De son côté, la direction de l’hôpital s’est contentée d’un bref communiqué reconnaissant que ses réserves financières sont épuisées et appelant le gouvernement à « intervenir rapidement ». Car le trou financier s’apparente à un gouffre : 300 millions de Shekels (environ 65 millions d’Euros).

Au-delà d’Hadassah, c’est l’ensemble du système hospitalier israélien qui est en péril, car de nombreux établissements manquent de lits, de chambres, et les urgences croulent sous un afflux de patient qu’il faut caser dans les couloirs en attendant que des médecins épuisés des gardes interminables aient le temps de les traiter.

Ces dernières années, les grands hôpitaux israéliens tels Hadassah, Ichilov, Tel-Hashomer et Rambam ont cru pouvoir renflouer leurs finances en encourageant le tourisme médical -des suites réservées à de riches patients étrangers traités par les meilleurs professeurs-, ainsi que l’installation d’hôtels et de cliniques privées sur leurs différents sites. Par ailleurs, Hadassah a vendu son nom comme une marque. Mais cela ne suffit pas.
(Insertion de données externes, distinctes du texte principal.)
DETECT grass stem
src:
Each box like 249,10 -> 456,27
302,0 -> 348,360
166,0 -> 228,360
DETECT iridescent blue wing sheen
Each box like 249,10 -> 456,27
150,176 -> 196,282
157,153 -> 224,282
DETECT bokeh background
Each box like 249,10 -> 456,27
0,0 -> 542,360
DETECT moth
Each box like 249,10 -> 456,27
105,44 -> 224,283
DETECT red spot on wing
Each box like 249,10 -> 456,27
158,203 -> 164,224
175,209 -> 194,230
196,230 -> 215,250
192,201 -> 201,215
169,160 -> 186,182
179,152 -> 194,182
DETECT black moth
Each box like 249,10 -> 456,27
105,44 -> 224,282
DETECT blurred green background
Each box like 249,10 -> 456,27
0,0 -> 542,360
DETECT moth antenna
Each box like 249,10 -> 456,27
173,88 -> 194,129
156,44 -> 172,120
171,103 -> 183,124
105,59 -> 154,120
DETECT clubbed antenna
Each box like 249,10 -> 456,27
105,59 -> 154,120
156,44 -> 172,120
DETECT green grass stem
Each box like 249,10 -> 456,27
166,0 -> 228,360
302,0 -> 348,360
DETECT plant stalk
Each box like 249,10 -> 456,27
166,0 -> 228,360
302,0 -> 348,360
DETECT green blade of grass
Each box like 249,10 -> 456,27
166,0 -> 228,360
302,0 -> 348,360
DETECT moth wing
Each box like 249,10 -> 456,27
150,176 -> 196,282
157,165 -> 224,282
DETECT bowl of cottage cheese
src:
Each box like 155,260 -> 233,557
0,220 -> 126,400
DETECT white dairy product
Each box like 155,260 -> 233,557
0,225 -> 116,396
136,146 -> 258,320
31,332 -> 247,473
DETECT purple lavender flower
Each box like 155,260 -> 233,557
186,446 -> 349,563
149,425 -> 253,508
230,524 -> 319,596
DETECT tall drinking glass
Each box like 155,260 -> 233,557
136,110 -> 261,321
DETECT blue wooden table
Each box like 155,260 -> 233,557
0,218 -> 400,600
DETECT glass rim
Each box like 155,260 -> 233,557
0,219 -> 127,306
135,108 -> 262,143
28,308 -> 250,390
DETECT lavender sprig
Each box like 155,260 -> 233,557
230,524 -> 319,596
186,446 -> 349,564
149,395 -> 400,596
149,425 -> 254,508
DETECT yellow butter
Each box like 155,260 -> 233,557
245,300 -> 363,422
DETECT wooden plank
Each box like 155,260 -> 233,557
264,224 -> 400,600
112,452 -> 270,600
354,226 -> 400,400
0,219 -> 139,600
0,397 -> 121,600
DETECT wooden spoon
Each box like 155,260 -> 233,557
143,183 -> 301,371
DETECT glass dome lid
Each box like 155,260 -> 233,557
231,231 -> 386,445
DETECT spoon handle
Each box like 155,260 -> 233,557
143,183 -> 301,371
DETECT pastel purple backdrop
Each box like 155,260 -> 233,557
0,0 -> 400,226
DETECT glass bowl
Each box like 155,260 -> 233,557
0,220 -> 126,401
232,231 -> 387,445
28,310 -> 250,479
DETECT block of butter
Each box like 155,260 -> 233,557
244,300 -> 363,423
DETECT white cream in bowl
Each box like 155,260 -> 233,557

Pain sec pour tous, sauf la Défense…

Partisans affirmés du libéralisme et des privatisions, Benyamin Netanyahou et son ministre des Finances Yaïr Lapid ne mettront pas facilement la main à la poche pour aider le secteur hospitalier en crise. Car l’heure est aux restrictions et aux coupes sombres dans tous les budgets sauf… celui de la défense. Au début de la semaine, le gouvernement a d’ailleurs entériné une augmentation de 480 millions d’Euros pour les dépenses liées à l’armée et à la défense, alors que tous les autres secteurs sont placés au régime pain sec. Ce cadeau a été fait à l’armée et aux services de sécurité malgré l’opposition des experts des finances qui exigeaient eux une économie d’un milliard d’Euros.

« Quelle que soit la situation économique du pays, l’on trouve toujours de l’argent pour la défense alors que d’autres secteurs tout aussi importants comme l’éducation et les hôpitaux sont priés de sabrer dans leurs dépenses », estime le chroniqueur économique Nehamia Stroessler. Qui poursuit : « Voir des infirmières défiler dans la rue pour exiger le paiement d’un salaire qui leur est dû, c’est choquant. Et ça l’est également pour l’image d’Israël, car Hadassah jouit d’une réputation inégalée dans la région. On y a soigné des patients venus de tous les pays voisins, y compris des Irakiens et des Saoudiens. Savoir que cet hôpital flirte avec la faillite nous rend tous bien tristes ».